# Pandas Dataframe to Google Firestore

On my recent Hacker News project I ended up building a few nested data views in my pandas dataframe. These views are for plotting the user's comment sentiment over time, and for their top 50 saltiest comments.

I needed to find somewhere to host this data for the front end app and after looking over every offering across AWS/Heroku/GoogleCloud I settled on Google Cloud's Cloud Firestore. 

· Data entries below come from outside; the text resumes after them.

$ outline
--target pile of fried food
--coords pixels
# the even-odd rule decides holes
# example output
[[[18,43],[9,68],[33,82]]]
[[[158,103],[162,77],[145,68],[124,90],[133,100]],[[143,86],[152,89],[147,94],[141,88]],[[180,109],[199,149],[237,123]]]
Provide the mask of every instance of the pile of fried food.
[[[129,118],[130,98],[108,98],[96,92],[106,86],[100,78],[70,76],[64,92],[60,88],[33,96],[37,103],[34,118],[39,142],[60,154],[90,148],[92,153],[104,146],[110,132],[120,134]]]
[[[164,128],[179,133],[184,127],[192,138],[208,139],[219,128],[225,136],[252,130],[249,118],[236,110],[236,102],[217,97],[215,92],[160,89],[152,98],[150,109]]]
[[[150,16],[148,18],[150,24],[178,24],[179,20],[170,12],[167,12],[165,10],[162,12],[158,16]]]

The price and usability was hard to beat, but the system lacks a simple `csv` upload. And since I had nested values in my dataframe as `str(dict)`s I wanted to un-nest them and take advantage of the document based structure of Google Firestore. 

This un-nesting string method would work for MongoDB as well. 

The primary advantage of using Firestore is that I won't have to worry about building a scalable API, and the cost of storage/querying is very low. 

An added advantage is that my front-end dev partners can write all the code they'd like in JS, and I can write and interact with the database using Python. That's a major win.

## Set up the Google Cloud Environment

I recommend using the [Firestore Quickstart Tutorials](https://cloud.google.com/firestore/docs/quickstart-servers) to get started. You will need to get registered on Google Cloud Platform, and create a Google Cloud Platform project.

Follow the instructions to create your database and download the authentication credential (`.json`).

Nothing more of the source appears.